These two rather slender books overlap considerably in subject matter. Both analyze how financial markets operate, with considerable attention to what is new and changing about these operations, and what these changes may imply for public policies, here and abroad. Although both books are intended for a general audience rather than for academic specialists, both could be somewhat hard going for the financial novice.
The author of the first, Dr. Henry Kaufman, is executive director and chief economist of Salomon Brothers. He is widely known and highly respected in both financial and academic circles. Prof. Howard Wachtel, author of the second, is of a younger generation, and he is surely better known in academia than in the world of finance.
Kaufman argues that current U.S. Government regulation of financial matters and markets needs to be strengthened. His principal proposal is to replace our current network of largely independent regulatory agencies with a single, new "Board of Overseers of Financial Institutions," which would rationalize and integrate public policies involving the complex network of domestic financial practices and transactions. Alongside of this, he would create an independent new federal agency to supervise and regulate international financial practices and institutions. (This latter proposal is very close to what Wachtel recommends; although neither gives much detail on his proposed alterations of regulatory authority.) Presumably, only the regulatory roles of the Federal Reserve would be transferred to Kaufman's new agency, while the "monetary policy" role would remain with the Fed.

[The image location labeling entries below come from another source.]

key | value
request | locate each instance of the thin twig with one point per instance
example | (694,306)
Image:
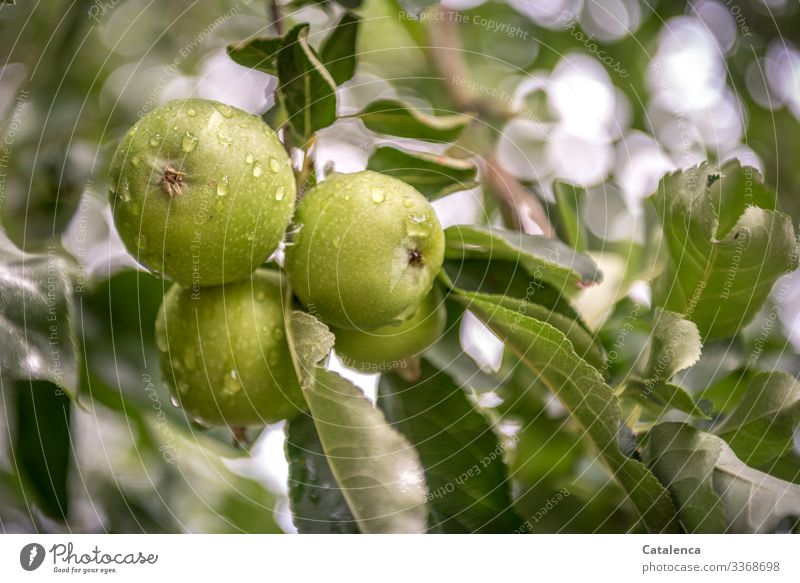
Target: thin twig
(526,211)
(274,14)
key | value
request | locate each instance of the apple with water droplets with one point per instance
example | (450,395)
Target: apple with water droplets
(391,346)
(365,249)
(201,192)
(224,352)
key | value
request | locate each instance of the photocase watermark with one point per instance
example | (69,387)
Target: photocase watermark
(738,17)
(101,8)
(776,309)
(82,237)
(32,556)
(168,450)
(53,297)
(501,95)
(12,129)
(372,367)
(570,22)
(173,69)
(510,30)
(622,336)
(551,503)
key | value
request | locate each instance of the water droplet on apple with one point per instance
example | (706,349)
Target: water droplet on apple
(189,142)
(224,109)
(222,186)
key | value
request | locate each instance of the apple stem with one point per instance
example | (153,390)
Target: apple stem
(240,440)
(410,369)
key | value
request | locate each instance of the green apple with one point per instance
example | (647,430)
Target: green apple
(387,347)
(224,352)
(365,250)
(201,192)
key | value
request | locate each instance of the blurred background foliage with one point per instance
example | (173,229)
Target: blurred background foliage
(609,95)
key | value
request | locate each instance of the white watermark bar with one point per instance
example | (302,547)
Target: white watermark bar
(400,558)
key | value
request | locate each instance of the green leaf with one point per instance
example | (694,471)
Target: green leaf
(674,345)
(506,278)
(567,217)
(338,52)
(259,53)
(684,460)
(754,502)
(583,343)
(42,446)
(727,245)
(548,260)
(726,393)
(761,427)
(395,118)
(668,395)
(318,504)
(433,175)
(447,353)
(378,471)
(469,486)
(307,90)
(590,401)
(36,318)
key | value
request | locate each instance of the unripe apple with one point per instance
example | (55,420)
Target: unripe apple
(201,192)
(365,251)
(224,353)
(386,347)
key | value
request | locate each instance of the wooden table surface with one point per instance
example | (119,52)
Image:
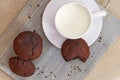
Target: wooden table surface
(107,68)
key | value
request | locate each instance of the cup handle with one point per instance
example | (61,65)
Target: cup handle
(99,14)
(103,12)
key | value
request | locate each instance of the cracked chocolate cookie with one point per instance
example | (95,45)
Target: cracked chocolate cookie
(72,49)
(28,45)
(21,67)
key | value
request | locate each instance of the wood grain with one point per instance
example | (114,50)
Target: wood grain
(9,9)
(103,61)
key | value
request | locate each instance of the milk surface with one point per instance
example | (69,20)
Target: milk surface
(72,20)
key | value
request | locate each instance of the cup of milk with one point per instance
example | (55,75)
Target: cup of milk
(73,19)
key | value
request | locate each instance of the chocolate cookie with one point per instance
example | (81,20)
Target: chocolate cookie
(72,49)
(28,45)
(21,67)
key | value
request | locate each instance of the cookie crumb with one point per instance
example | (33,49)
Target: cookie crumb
(29,17)
(45,76)
(68,74)
(51,72)
(37,68)
(104,44)
(38,5)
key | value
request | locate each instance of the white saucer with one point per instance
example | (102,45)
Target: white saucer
(49,25)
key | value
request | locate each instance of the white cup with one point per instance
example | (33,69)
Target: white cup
(73,19)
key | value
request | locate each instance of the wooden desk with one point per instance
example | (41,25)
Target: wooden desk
(107,67)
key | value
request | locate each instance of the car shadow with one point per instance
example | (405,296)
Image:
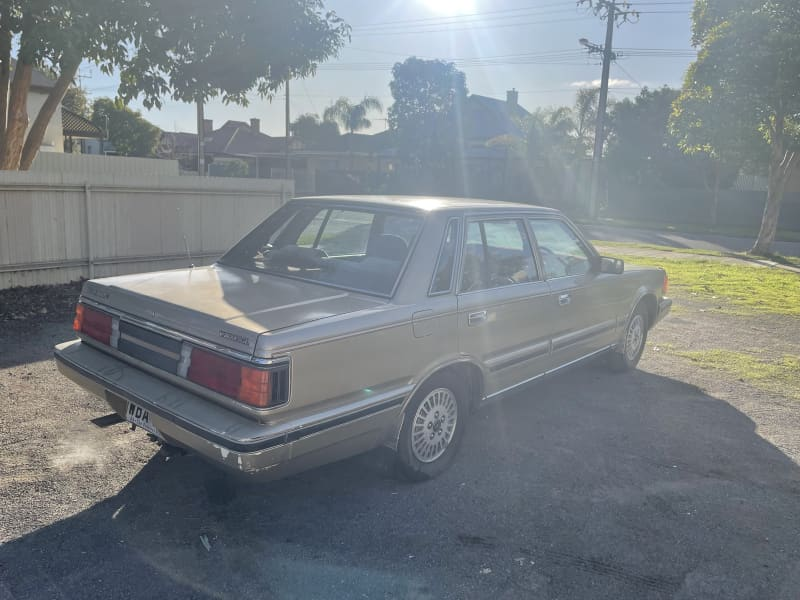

A second major section of Kaufman's book deals with long-term changes in the level of interest rates, and in the pattern of rates by type and by term: matters on which Kaufman is a well-known expert. This section may be of more interest to economic theorists and market specialists than to the general reader.
Kaufman deals briefly with international as well as domestic monetary and financial affairs, although he centers attention on the domestic side. Wachtel, in contrast, centers almost his entire attention on international financial problems. Whereas businessman Kaufman can and does write like a professor, academician Wachtel here writes rather more like a political journalist.
The matters with which Wachtel is concerned are of enormous importance. They are also enormously complex. In his effort to explain them simply--and colorfully--to the nonprofessional reader, he may occasionally somewhat mislead the novice. Essentially, for example, he seems willing to let his lay reader continue to hold on to the simple concept that money has, or at least represents, some physical reality. Of course, a relatively small quantity of bills and coins is necessary for consumers and retailers to use in small transactions. But most domestic money--and essentially all international money--consists of obligations of banks to pay. These obligations are created and transferred when banks accept deposits and when banks lend. Both the deposit and the loan bring about a transfer of the ownership or control of some third party's (usually a banker's) promise to pay. (This promise is normally extinguished by the transfer to the lending bank of still another bank's promise to pay.)
We need to worry--both domestically and internationally--whether too many bank loans are being made to customers who will use their "money" unwisely or unsuccessfully. Most specifically, we need to be concerned whether the total volume of lending is consistent with an appropriate and feasible volume of total production.
The post-war explosion of banks' promises to pay across international borders--in part through establishment of U.S. banks' branches or subsidiaries abroad, and of foreign banks' branches or subsidiaries here--has created a corresponding explosion of international money. In turn, of course, this has helped to finance an explosion of production, employment and incomes around the world, in both rich and poor countries. But here and there and now and then, it has financed an amount of production that cannot be carried out because real productive resources are inadequate, or that cannot be sold because international demand is insufficient.
Government's "monetary policies" can affect the volume of both domestic and international demand. But monetary policy gets quite complicated when the domestic banks that will be affected have branches around the world, or when the banks operating domestically include many foreign banks.
It may be that Wachtel occasionally both oversimplifies and, at times, overcomplicates the essence of international money, in his sometimes breathless excitement about some very real problems, the complicated essence of which he may not make sufficiently clear to his lay readers. But many lay readers will find it very much worth the try.